The Cyclones have just 12 winning seasons since 1972, six of those coming during coach Victor Floyd’s two stints at the school. They haven’t won a state championship since South Carolina schools were desegregated, losing in the finals in 2007 and 2008.
Being the underdog is nothing new for Floyd’s team, which has heard all season that its schedule was easy.
“I like it,” said Chester’s leading rusher, senior Pha’Leak Brown. “Every time we have a big game we’re always the underdogs, so it doesn’t make a difference now.”
It’s another area where the Cyclones embody their coach. Floyd grew up in the Green Sea-Floyds area of South Carolina, an overlooked rural farming area where many people naturally feel like underdogs.

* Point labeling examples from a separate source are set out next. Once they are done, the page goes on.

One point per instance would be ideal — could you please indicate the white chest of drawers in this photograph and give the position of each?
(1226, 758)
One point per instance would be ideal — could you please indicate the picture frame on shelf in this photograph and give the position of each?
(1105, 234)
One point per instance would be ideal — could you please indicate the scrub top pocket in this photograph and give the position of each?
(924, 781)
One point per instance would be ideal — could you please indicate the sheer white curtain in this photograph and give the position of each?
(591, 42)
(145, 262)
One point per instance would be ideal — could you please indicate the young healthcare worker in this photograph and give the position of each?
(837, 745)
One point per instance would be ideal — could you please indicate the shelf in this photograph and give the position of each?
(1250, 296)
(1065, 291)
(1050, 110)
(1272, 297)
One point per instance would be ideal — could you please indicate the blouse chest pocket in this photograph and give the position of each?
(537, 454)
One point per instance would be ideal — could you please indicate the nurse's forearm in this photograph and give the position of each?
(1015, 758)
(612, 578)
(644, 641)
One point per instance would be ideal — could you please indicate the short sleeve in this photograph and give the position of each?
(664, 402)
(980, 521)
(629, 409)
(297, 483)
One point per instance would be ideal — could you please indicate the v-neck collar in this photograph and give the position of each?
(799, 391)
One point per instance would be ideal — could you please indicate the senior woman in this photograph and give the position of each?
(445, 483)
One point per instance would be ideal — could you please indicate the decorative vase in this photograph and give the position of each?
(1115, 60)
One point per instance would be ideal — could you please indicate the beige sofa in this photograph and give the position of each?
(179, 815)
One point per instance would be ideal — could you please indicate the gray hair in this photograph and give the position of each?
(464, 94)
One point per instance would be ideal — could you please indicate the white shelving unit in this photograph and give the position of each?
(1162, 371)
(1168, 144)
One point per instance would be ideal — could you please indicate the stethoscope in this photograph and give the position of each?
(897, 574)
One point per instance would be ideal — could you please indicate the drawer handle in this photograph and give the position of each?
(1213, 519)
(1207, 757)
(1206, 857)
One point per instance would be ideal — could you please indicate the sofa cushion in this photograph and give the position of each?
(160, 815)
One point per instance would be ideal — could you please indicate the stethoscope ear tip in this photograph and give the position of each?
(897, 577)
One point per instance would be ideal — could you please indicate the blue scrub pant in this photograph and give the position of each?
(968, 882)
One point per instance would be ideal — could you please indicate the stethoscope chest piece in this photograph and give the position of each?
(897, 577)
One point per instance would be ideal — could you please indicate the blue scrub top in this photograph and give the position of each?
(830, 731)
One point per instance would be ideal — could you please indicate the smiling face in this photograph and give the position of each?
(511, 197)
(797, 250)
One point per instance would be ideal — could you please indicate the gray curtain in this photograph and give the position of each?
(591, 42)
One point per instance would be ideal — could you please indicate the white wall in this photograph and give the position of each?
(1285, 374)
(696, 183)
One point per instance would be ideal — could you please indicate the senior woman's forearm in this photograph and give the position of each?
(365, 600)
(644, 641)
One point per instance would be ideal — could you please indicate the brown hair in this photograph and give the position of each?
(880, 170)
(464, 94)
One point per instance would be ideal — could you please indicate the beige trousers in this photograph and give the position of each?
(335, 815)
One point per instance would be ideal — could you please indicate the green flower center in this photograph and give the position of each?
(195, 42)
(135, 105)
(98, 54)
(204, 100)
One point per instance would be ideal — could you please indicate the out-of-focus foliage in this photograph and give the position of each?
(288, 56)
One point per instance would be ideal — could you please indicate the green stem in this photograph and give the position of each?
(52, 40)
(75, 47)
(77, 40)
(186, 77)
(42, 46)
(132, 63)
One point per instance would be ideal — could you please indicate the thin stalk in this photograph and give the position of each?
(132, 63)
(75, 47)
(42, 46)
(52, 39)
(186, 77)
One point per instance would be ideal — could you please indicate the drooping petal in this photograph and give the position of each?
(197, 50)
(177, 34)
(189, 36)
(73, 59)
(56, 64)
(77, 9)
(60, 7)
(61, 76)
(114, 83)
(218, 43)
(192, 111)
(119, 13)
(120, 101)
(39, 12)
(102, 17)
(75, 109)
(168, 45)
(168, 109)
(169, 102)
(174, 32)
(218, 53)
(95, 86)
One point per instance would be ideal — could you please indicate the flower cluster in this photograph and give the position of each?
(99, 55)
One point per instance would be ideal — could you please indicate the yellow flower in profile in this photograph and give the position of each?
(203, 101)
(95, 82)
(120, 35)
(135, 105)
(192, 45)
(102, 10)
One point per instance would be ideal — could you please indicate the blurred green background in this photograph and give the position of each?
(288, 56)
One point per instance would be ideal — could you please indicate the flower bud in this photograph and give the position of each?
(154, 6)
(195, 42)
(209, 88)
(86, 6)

“I love it, I love it,” said Floyd. “That’s been pretty much the case just about my whole athletic career.”
Chester, whether the town or its football program, has some of that same vibe.
Even after the Cyclones smacked Southside in the third round of the playoffs, forcing six turnovers in a lopsided win, they immediately returned to underdog status for the Upper State championship, in most people’s eyes. They hit the road the next week to face Union County, which had three losses to Gaffney, Chapman and Greer, which were supposed to show just how much the Yellow Jackets had been challenged.
But it was Chester that made the decisive fourth quarter plays to win on the road and advance to the school’s third state finals appearance in the state’s modern high school football area. If the unbeaten Cyclones are underdogs, they shouldn’t be huge ones.
“No matter who we beat or the situation, there’s always something. It’s never just ‘give those guys some credit,’” said Floyd.
That’s been the case again this week. Big chunks of Monday’s press conference at South Carolina High School League headquarters were spent asking Hayes and his players about Dillon’s run of state championship appearances, what they might do to win another one.
“So I heard,” said Brown, “but they made it just like we made it. That’s what a championship is, to see who is the best team. I’m excited to play them. All year we’ve been disrespected, people saying we don’t play good teams. Well, we finally get a good team so we’ll see what we can do.”